YES
We show the termination of the TRS R:
c(c(c(a(x,y)))) -> b(c(c(c(c(y)))),x)
c(c(b(c(y),|0|()))) -> a(|0|(),c(c(a(y,|0|()))))
c(c(a(a(y,|0|()),x))) -> c(y)
-- SCC decomposition.
Consider the dependency pair problem (P, R), where P consists of
p1: c#(c(c(a(x,y)))) -> c#(c(c(c(y))))
p2: c#(c(c(a(x,y)))) -> c#(c(c(y)))
p3: c#(c(c(a(x,y)))) -> c#(c(y))
p4: c#(c(c(a(x,y)))) -> c#(y)
p5: c#(c(b(c(y),|0|()))) -> c#(c(a(y,|0|())))
p6: c#(c(b(c(y),|0|()))) -> c#(a(y,|0|()))
p7: c#(c(a(a(y,|0|()),x))) -> c#(y)
and R consists of:
r1: c(c(c(a(x,y)))) -> b(c(c(c(c(y)))),x)
r2: c(c(b(c(y),|0|()))) -> a(|0|(),c(c(a(y,|0|()))))
r3: c(c(a(a(y,|0|()),x))) -> c(y)
The estimated dependency graph contains the following SCCs:
{p1, p2, p3, p4, p5, p7}
-- Reduction pair.
Consider the dependency pair problem (P, R), where P consists of
p1: c#(c(c(a(x,y)))) -> c#(c(c(c(y))))
p2: c#(c(a(a(y,|0|()),x))) -> c#(y)
p3: c#(c(b(c(y),|0|()))) -> c#(c(a(y,|0|())))

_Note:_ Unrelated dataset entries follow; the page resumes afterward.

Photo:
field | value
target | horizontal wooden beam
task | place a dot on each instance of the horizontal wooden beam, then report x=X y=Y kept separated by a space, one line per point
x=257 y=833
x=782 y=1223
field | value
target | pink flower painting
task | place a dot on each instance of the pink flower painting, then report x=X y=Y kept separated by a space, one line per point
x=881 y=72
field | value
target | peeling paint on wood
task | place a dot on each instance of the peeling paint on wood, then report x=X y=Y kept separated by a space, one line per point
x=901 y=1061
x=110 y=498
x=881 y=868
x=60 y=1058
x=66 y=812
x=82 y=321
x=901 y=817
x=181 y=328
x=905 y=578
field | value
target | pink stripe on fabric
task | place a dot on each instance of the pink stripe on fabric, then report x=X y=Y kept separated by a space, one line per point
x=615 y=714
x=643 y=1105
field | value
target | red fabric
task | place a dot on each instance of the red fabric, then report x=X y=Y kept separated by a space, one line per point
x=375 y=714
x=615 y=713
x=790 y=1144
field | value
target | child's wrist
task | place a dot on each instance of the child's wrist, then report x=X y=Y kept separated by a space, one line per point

p4: c#(c(c(a(x,y)))) -> c#(y)
p5: c#(c(c(a(x,y)))) -> c#(c(y))
p6: c#(c(c(a(x,y)))) -> c#(c(c(y)))
and R consists of:
r1: c(c(c(a(x,y)))) -> b(c(c(c(c(y)))),x)
r2: c(c(b(c(y),|0|()))) -> a(|0|(),c(c(a(y,|0|()))))
r3: c(c(a(a(y,|0|()),x))) -> c(y)
The set of usable rules consists of
r1, r2, r3
Take the reduction pair:
lexicographic combination of reduction pairs:
1. matrix interpretations:
carrier: N^2
order: standard order
interpretations:
c#_A(x1) = ((1,1),(0,0)) x1
c_A(x1) = ((1,1),(1,0)) x1 + (1,0)
a_A(x1,x2) = ((0,0),(1,1)) x1 + ((1,1),(1,0)) x2 + (0,6)
|0|_A() = (1,1)
b_A(x1,x2) = x1 + ((0,1),(1,1)) x2 + (8,8)
2. matrix interpretations:
carrier: N^2
order: standard order
interpretations:
c#_A(x1) = ((0,1),(0,0)) x1
c_A(x1) = (2,1)
a_A(x1,x2) = x2 + (1,2)
|0|_A() = (1,1)
b_A(x1,x2) = ((0,1),(0,0)) x1
The next rules are strictly ordered:
p1, p2, p3, p4, p5, p6
We remove them from the problem. Then no dependency pair remains.